A federal appeals court yesterday reinstated U.S. EPA’s controversial "water transfers" rule, reversing a lower court ruling that struck down the George W. Bush-era regulation.
EPA in 2008 formalized its long-standing position that water transferred from one body of water to another via a canal, channel or pumping station did not require a Clean Water Act discharge permit as long as there wasn’t an industrial, municipal or commercial use along the way.
Such systems are common in drinking water infrastructure throughout the country. Environmentalists, however, have criticized the policy for years, arguing that it allows pollutants from a body of dirty water to be moved into another with cleaner water.
They filed multiple lawsuits and celebrated when a federal judge in New York threw out the rule in March 2014.
EPA and others appealed, and the 2nd U.S. Circuit Court of Appeals ruled 2-1 yesterday that while the regulation does not appear to achieve the Clean Water Act’s goal of protecting water quality, the agency’s justification was sound and thus deserved deference from the court.
Throwing a bone to the challengers in his 91-page opinion, Senior Judge Robert Sack, a Democratic appointee, said there was much to question about the rule.
"It may well be that, as the plaintiffs argue, the Water Transfers Rule’s interpretation of the Clean Water Act is not the interpretation best designed to achieve the Act’s overall goal of restoring and protecting the quality of the nation’s waters."
But he said the court was bound by the Supreme Court’s 1984 Chevron USA Inc. v. Natural Resources Defense Council Inc. precedent, which held that courts must defer to an agency’s interpretation if it is reasonable.
"While we might prefer an interpretation more consistent with what appear to us to be the most prominent goals of the Clean Water Act," Sack wrote, "Chevron tells us that so long as the agency’s statutory interpretation is reasonable, what we might prefer is irrelevant."
Environmentalists have long sought to undo EPA’s water transfers policy, which has major implications across the country.
New York City, for example, relies on a complex system of 19 reservoirs and tunnels to shuttle water to its residents.
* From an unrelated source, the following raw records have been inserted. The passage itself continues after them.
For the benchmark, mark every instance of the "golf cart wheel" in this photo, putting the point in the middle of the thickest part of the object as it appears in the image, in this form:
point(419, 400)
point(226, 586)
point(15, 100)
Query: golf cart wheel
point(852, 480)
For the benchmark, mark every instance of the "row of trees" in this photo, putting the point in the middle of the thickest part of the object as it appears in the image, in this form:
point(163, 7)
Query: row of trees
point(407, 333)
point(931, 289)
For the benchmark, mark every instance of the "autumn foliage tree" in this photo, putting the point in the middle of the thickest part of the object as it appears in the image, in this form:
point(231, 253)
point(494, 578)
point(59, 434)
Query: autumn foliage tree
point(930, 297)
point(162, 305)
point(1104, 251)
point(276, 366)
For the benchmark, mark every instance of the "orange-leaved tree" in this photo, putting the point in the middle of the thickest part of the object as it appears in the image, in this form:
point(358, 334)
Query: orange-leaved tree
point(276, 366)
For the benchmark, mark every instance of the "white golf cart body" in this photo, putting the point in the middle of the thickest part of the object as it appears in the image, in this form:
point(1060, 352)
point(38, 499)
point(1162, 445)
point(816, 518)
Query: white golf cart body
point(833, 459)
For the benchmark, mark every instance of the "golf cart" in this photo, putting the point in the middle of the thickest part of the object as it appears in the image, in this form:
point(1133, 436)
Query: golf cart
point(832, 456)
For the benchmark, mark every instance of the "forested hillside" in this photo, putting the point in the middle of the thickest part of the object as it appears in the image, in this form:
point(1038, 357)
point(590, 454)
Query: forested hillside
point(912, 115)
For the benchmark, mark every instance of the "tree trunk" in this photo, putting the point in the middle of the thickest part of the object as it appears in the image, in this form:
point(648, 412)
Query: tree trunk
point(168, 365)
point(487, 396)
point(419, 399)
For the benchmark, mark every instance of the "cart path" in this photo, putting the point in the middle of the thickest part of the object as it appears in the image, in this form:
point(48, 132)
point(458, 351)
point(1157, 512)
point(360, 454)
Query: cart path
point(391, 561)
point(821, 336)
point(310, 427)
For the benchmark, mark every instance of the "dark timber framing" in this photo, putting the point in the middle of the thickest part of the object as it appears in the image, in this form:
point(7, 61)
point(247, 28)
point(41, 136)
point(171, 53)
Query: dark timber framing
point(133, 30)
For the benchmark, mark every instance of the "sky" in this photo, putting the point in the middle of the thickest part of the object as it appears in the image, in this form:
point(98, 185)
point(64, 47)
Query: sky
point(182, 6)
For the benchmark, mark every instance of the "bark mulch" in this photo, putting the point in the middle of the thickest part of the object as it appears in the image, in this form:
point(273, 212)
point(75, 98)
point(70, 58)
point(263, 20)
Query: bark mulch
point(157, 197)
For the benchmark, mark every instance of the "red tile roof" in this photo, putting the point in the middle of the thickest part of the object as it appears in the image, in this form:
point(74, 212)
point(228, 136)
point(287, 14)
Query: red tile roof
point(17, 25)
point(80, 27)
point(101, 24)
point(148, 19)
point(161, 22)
In the West, there are no fewer than 16 major diversion projects — including California’s massive State Water Project — that would require expensive and complicated permits if EPA’s policy were reversed.
The rule’s scope enticed many parties to get involved in the case. Nine states led by New York, as well as sportsmen and environmental groups, challenged the rule.
New York City and a dozen other states, including California and Colorado — which relies on more than 40 interbasin diversions and transfers to serve its water needs — intervened to defend it.
Sack noted the scope of the issue in his opinion.
"Many of the largest U.S. cities draw on water transfers to bring drinkable water to their residents," he wrote.
Repeatedly — and in unusually direct language — Sack said that while the court may not agree with the policy, it must defer to the agency.
"Although the rule may or may not be the best or most faithful interpretation of the Act in light of its paramount goal of restoring and protecting the quality of U.S. waters, it is supported by several valid arguments — interpretative, theoretical, and practical," he wrote.
"[T]he question is not whether the EPA’s reasoning was flawless, impervious to counterarguments, or complete — the EPA only must have provided a reasoned explanation for its action."
Further, Sack argued that EPA has never regulated water transfers and Congress "appears to have, however silently, acquiesced in this state of affairs" by not directing the agency to do so with new legislation.
Judge Denny Chin, another Democratic appointee, dissented.
He contended that the plain language of the Clean Water Act "is unambiguous and clearly expresses Congress’s intent to prohibit the transfer of polluted water from one water body to another district water body without permit."
Exempting such transfers, Chin wrote in a 35-page dissent, "is incompatible with the goal of the Act to protect our waters."